The alternative birth movement is a consumer reaction to paternalistic and mechanistic medical obstetrical practices which developed in the United States early in this century. Alternative birth settings developed as single labor-delivery-recovery rooms in the hospital or as free-standing birth centers. Both alternatives offer family-centered, home-like, low technological maternity care. In order to overcome physician resistance to non-traditional maternity care, alternative birth center policies eliminate all women who are expected to have a complicated pregnancy or delivery. Physician resistance to alternative birthing is publicly based on the issue of maternal and infant safety. Additional issues, however, are that physicians fear economic competition and resist loss of control over obstetric practice.
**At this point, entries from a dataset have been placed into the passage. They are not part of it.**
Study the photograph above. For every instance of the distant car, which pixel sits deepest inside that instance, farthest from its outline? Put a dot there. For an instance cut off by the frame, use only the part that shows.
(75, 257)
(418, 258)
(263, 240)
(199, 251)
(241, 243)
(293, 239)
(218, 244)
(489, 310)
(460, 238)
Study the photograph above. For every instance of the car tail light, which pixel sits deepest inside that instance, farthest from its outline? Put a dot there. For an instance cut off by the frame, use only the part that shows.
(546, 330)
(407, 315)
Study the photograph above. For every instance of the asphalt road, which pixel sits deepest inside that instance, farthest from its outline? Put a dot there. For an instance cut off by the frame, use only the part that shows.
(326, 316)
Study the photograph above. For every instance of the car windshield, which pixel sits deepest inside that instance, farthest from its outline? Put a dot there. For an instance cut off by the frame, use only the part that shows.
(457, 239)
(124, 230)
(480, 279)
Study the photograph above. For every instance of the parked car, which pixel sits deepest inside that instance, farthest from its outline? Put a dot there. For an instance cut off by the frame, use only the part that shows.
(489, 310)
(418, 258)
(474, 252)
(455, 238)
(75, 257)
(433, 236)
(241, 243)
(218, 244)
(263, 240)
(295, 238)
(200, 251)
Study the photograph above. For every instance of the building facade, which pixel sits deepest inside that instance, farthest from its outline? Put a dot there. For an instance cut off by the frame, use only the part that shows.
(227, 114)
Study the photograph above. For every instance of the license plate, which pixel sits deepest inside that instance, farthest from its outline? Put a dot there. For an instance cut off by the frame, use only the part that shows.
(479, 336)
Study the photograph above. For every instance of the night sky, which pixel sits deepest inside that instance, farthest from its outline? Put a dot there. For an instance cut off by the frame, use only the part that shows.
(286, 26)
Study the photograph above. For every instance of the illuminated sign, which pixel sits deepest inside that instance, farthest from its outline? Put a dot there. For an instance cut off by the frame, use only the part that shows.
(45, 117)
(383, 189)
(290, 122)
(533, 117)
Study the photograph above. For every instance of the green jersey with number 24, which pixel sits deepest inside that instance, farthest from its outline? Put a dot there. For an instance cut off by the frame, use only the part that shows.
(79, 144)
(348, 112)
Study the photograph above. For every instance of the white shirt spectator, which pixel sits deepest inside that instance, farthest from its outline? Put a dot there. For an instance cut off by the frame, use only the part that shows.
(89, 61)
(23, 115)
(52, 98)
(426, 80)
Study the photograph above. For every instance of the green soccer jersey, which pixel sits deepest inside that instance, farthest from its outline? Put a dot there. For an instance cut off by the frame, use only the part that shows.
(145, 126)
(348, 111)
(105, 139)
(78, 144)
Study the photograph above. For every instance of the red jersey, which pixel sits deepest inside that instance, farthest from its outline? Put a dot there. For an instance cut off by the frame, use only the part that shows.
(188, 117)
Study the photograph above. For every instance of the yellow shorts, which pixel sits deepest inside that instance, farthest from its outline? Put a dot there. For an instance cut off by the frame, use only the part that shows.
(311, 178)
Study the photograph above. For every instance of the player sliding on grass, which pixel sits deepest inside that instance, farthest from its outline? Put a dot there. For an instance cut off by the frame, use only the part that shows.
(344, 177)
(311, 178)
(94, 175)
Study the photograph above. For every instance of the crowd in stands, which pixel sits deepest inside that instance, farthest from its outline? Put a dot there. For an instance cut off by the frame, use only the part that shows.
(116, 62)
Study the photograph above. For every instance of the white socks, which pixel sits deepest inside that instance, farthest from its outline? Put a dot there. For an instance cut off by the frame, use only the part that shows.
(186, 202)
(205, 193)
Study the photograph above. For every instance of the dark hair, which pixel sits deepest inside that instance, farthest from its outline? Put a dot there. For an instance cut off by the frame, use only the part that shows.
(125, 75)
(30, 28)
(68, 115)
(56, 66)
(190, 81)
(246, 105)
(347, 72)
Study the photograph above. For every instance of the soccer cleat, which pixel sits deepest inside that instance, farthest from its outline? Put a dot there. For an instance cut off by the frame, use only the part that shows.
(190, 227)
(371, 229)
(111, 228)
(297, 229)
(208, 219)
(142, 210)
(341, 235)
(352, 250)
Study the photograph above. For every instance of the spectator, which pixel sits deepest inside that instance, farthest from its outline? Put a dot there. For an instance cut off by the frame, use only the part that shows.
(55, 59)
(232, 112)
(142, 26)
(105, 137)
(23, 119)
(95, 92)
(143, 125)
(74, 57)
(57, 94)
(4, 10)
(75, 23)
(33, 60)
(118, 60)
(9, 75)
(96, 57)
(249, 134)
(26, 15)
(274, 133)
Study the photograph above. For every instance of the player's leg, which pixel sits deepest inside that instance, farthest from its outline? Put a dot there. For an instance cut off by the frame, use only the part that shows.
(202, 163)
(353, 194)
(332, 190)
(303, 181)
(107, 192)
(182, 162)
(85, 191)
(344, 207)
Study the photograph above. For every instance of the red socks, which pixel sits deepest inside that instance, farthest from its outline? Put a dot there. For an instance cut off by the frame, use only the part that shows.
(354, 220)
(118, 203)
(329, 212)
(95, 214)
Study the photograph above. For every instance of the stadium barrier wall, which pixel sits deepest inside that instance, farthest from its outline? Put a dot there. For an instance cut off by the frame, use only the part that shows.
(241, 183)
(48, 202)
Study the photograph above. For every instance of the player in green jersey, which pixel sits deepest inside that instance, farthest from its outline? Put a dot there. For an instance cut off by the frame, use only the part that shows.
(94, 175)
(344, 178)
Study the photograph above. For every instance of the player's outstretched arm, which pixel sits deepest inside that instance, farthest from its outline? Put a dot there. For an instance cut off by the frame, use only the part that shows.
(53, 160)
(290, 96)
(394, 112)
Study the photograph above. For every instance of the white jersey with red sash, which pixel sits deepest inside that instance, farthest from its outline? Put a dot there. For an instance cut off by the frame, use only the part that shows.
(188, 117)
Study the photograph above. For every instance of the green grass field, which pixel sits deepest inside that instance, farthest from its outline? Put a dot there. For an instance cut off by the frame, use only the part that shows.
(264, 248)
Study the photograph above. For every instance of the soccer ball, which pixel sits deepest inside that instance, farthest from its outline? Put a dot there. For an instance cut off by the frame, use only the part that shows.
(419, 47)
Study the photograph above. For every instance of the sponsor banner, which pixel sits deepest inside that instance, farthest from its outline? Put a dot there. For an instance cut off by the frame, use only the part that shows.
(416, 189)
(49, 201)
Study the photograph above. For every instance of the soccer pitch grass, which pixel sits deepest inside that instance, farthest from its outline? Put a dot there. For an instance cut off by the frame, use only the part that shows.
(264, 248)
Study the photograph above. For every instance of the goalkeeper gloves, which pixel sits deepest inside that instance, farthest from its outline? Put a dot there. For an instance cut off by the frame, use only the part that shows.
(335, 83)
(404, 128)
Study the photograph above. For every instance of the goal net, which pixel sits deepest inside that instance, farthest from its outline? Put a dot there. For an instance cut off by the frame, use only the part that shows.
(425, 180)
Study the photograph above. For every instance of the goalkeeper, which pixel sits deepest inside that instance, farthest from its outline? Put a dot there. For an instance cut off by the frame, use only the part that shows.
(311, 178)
This paper (1) traces the historical antecedents and social factors leading to the alternative birth movement, (2) describes the types of alternative birthing methods, and (3) describes ways in which the obstetrical community has maintained and rationalized dominance over the birthing process.

Anderson R. Greener D
A descriptive analysis of home births attended by CNMs in two nurse-midwifery services
Journal of Nurse-Midwifery. 36(2):95-103, 1991 Mar-Apr.
This study examined outcome data from two nurse-midwifery operated home birth services in Texas. All clients who planned a home birth within the two services during 1987 comprised the population. Analyses revealed that women choosing home birth with these nurse-midwives were more frequently married, usually white, and more educated when compared with the overall U.S. childbearing population. Analgesia, episiotomy, and cesarean delivery were all found at lower rates than is reported when birth occurs in a hospital setting; complications occurred less frequently or at similar rates to those reported in the home birth literature and national statistics. Research, educational, and clinical implications of the study are discussed.

Tyson H
Outcomes of 1001 midwife-attended home births in Toronto, 1983-1988
Birth. 18(1):14-9, 1991 Mar.
A retrospective descriptive study of 1001 midwife-attended home births in Toronto, Ontario, was carried out between January 1983 and July 1988. Interviews with 26 midwives and reviews of client records provided data on maternal age, socio-economic status, gestation, ruptured membranes, length of labor, episiotomies and perineal lacerations, transfer to hospital of mother or baby or both, infant resuscitation, and breastfeeding. Of 1001 planned home births, 361 involved primiparous women, of whom 245 (68%) remained at home and 116 (32%) required transfer of mother or baby to hospital during labor or the first four postpartum days. Of the 640 multiparous births, 591 (92%) women remained at home and 49 (8%) required transfer to hospital. Among women transferred, 91 had spontaneous vaginal births, 34 had forceps deliveries, and 35 had cesarean sections. Variables significantly associated with maternal transfer for both primiparas and multiparas were length of latent and active phases of the first stage of labor, length of the second stage of labor, and duration of ruptured membranes. Five neonates were transferred and two died, one each after birth at home and in hospital. There were no maternal deaths. The proportion of mothers breastfeeding without supplement at 28 days postpartum was 98.6 percent.